3«Yo soy judío, nacido en Tarso de Cilicia, pero criado en esta ciudad, y educado a los pies de Gamaliel en la estricta observancia de la Ley de nuestros padres, lleno de celo de Dios, como los sois todos vosotros en este día.

4Yo perseguí a muerte este Camino, encadenando y metiendo en la cárcel a hombres y mujeres,

5como puede testificarlo el sumo sacerdote y todo el Sanedrín, de quienes recibí cartas para los hermanos; y fui a Damasco para traer encadenados a Jerusalén a los que allí hubiera con el fin de que fuesen castigados.

6Pero sucedió que, cuando iba de camino, cerca ya de Damasco, hacia el mediodía, me envolvió de repente una gran luz del cielo.

7Caí por tierra y oí una voz que me decía: “Saulo, Saulo, ¿por qué me persigues?”

8Yo respondí: “¿Quién eres, Señor?” Y me dijo: “Yo soy Jesús Nazareno, a quien tú persigues”.

9Los que estaban conmigo veían la luz, ciertamente, pero no oían la voz del que me hablaba.

10Y dije: “¿Qué haré, Señor?” Y el Señor me respondió: “Levántate y ve a Damasco; allí se te dirá todo lo que debes hacer”.

11Como yo nada veía, a consecuencia del resplandor de aquella luz, entré en Damasco conducido por la mano de los que me acompañaban.

12Un cierto Ananías, hombre piadoso según la Ley, acreditado por todos los judíos que vivían allí,

13vino a mí y, acercándose, me dijo: “Hermano Saulo, recupera la vista”. Y en el mismo instante lo pude ver.

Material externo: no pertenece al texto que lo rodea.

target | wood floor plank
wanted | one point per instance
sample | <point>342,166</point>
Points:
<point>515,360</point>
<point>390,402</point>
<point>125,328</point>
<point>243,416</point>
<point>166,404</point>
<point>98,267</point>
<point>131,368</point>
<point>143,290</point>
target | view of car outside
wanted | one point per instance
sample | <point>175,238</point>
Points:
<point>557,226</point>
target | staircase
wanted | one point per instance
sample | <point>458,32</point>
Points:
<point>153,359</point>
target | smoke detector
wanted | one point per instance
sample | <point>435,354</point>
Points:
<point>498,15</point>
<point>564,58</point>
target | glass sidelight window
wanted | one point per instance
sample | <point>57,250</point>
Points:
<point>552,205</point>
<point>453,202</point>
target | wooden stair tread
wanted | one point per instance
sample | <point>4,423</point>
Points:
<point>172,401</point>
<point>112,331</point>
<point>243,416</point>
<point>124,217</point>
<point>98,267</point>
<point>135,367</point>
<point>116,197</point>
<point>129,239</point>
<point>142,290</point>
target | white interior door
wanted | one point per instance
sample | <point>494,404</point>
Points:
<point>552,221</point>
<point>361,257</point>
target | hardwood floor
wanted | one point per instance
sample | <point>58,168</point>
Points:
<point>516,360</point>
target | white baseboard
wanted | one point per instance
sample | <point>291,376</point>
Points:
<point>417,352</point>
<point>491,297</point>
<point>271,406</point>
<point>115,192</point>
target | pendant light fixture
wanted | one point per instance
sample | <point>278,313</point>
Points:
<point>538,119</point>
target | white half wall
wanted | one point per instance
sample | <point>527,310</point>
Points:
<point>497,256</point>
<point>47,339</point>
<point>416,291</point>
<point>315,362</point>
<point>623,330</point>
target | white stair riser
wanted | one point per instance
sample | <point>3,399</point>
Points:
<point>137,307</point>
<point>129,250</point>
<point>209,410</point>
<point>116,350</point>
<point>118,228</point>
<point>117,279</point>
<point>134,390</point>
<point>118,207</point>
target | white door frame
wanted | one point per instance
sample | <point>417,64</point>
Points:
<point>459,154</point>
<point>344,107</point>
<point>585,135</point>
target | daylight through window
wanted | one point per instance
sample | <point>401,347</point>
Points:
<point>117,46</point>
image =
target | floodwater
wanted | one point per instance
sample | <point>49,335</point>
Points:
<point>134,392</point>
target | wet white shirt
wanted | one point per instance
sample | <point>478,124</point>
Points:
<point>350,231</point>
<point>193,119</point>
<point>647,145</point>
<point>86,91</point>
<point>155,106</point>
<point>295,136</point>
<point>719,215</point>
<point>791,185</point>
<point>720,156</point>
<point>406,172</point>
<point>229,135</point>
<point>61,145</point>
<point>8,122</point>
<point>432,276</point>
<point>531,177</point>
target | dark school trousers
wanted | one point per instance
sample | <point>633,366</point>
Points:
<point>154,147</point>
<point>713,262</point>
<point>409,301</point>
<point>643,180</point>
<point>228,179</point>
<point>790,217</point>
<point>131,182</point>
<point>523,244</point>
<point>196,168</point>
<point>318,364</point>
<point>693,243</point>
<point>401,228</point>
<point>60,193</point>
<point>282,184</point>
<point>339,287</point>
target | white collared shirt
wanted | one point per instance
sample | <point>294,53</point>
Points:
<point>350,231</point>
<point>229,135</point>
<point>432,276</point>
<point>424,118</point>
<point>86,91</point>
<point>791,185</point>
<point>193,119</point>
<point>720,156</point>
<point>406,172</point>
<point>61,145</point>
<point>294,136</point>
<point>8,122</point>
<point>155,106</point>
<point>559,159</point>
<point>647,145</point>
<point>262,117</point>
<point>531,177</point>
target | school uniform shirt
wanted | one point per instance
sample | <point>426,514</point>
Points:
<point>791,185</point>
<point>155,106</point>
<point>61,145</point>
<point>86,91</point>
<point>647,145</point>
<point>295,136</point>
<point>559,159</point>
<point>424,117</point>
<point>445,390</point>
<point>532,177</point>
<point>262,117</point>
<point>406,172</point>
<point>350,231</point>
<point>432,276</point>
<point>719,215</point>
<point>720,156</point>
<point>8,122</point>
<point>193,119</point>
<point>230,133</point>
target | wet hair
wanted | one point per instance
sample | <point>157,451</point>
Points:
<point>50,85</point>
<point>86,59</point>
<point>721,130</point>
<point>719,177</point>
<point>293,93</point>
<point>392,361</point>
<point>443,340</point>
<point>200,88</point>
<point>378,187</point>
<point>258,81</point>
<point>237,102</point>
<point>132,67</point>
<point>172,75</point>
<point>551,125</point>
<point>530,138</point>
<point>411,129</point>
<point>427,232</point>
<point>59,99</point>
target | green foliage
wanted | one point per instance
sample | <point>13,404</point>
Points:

14Entonces dijo él: “El Dios de nuestros padres te ha elegido para que conocieras su voluntad, y vieras al Justo y oyeras la voz de su boca,

15porque tú serás su testigo ante todos los hombres de lo que has visto y oído.

16Y ahora, ¿qué te detiene? Levántate, bautízate y lava tus pecados invocando su nombre”.

17Sucedió que, al volverme a Jerusalén, y estando orando en el Templo, entré en éxtasis,

18y vi que me decía: “Aprisa, sal pronto de Jerusalén, porque no recibirán tu testimonio sobre mí”.

19Y yo dije: “Señor, ellos saben que yo iba por las sinagogas encarcelando y azotando a los que creían en ti.

20Y cuando fue derramada la sangre de tu mártir Esteban, yo estaba presente, lo consentía y guardaba las ropas de los que lo mataban”.

21Y me dijo: “Vete, porque yo te enviaré a naciones lejanas”».

22Le escucharon hasta llegar a estas palabras; entonces levantaron sus voces diciendo: «Quita a ese de la tierra, porque no merece vivir».

23Ellos gritaban, agitaban los vestidos y tiraban polvo al aire.

24El tribuno ordenó que lo metieran en la fortaleza e indicó que, tras azotarle, lo interrogaran para averiguar por qué gritaban así contra él.

25Pero cuando lo tenían estirado con correas, Pablo dijo al centurión que estaba allí: «¿Os está permitido azotar a un ciudadano romano sin haberle juzgado?»

26Al oírlo, el centurión fue a comunicárselo al tribuno, diciendo: «¿Qué vas a hacer? Este hombre es romano».

27Acudió el tribuno y le dijo: «Dime, ¿eres tú romano?» Pablo contestó: «Sí».

28Y respondió el tribuno: «Yo adquirí esta ciudadanía por una gran suma». Pablo dijo: «Yo, en cambio, la tengo por nacimiento».

29Al instante se apartaron de él los que iban a interrogarle. El tribuno temió al darse cuenta de que lo había encadenado siendo ciudadano romano.

30Al día siguiente, queriendo averiguar con seguridad de qué lo acusaban los judíos, lo desató y mandó que se reunieran los sumos sacerdotes y todo el Sanedrín; y, llevando a Pablo, lo presentó ante ellos.